The researchers also looked into how resource allocation occurs when doctors simultaneously care for both powerful and low-power patients. They hypothesized that all the patients would be better off in this scenario — if a physician gives more resources to one patient, it might spill over to all the patients they are caring for in an “order tests for one, order tests for all” type of approach. Another hypothesis was that high-power patients would get more resources without impacting other patients.
However, the study concluded that reallocating resources and effort came at the expense of lower-power patients. This reallocation of effort had negative effects on patient outcomes—low-power patients had a 3.4% greater likelihood of showing back up at the emergency department or being admitted to the hospital within the next 30 days.
At the same time, high-power patients were 15% less likely to be admitted to the hospital after their emergency department visit.
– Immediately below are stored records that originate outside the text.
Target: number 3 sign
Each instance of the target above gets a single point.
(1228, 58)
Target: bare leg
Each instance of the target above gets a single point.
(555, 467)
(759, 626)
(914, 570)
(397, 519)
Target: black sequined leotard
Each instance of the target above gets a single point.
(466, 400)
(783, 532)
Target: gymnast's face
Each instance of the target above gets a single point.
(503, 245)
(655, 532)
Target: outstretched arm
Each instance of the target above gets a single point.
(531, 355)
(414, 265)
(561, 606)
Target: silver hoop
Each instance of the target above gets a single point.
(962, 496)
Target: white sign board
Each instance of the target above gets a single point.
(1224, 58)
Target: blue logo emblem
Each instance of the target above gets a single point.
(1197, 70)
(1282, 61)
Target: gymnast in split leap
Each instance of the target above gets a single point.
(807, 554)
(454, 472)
“The powerful may unwittingly “steal” resources from less-powerful individuals,” Schwab and Manasvini Singh, a health and behavioral economist at Carnegie Mellon University and the study’s co-author, wrote.
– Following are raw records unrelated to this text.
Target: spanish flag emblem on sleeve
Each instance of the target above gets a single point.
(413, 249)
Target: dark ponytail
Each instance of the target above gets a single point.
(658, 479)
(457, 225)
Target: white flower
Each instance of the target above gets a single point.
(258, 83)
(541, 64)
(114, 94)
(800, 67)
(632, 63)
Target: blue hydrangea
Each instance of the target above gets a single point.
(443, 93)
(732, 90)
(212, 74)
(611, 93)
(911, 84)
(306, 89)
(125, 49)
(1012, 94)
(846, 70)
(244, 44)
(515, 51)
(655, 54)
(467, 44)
Race and gender also played a role in these power dynamics.
While white doctors respond to powerful patients equally regardless of their race, Black physicians tend to treat their lower-power patients similarly but give “off-the-charts” treatment to high-power Black patients.
Schwab and Singh speculated that it is due to the fact that fewer Black individuals are in positions of military power, but the hypothesis is hard to prove.
When the researchers added gender dynamics, they found that, on average, doctors provide greater care for high-power than low-power patients of either sex.
But male doctors are a lot more responsive to patient power than female doctors.
Male physicians also give more resources and care to their female patients regardless of their power than to their male patients.
“We speculate that male physicians may provide more “kitchen-sink” type female care, e.g., pregnancy tests, pelvic exams, and other procedures,” Schwab and Singh wrote.
“But within this sample, we can certainly see that female physicians are giving their female high-power patients additional resources. Now, males also do the same. And for the males, it is actually significant — the female high-power patients get a lot more care and maybe double the difference with female physicians,” said Schwab.
The researchers also analyzed the patient’s retirement date to better understand whether patients get preferential treatment because of their status or because of their authority since patients maintain their status but lose authority after retirement.
“The reason that we looked at retirements is we were truly trying to understand is this, ‘I am a colonel, you will do what I want you to do, sort of demanding,’ or is this a status thing,” said Schwab.
The study findings show that patients continue to receive preferential treatment for up to 5 years after they retire.
“We found that as suggestive evidence that this was really about status. It’s not about this command authority — you will do what I want you to do,” said Schwab.
Power imbalances persist in both military and civilian healthcare settings, Schwab said. It’s just easier to study power dynamics in military hospitals given the hierarchal structure of the military.
“We show power to matter in the doctor-patient relationship, which, unlike other social contracts with power imbalances, often evades scrutiny because of a feature specific to medicine: the expectation that the physician is a perfectly altruistic agent for the patient and will thus be resistant to any distortionary effects of power,” Schwab and Singh wrote.
Laura Nimmon with the University of British Columbia said Schwab and Singh’ discovery is of “serious concern to society at large.”
“These findings might be dismissed as distinct to the US military health care context because of the pronounced and ritualized power dynamics at play. However, Schwab and Singh point to egregious violations of the physician-patient contract also occurring in civilian settings,” Nimmon wrote.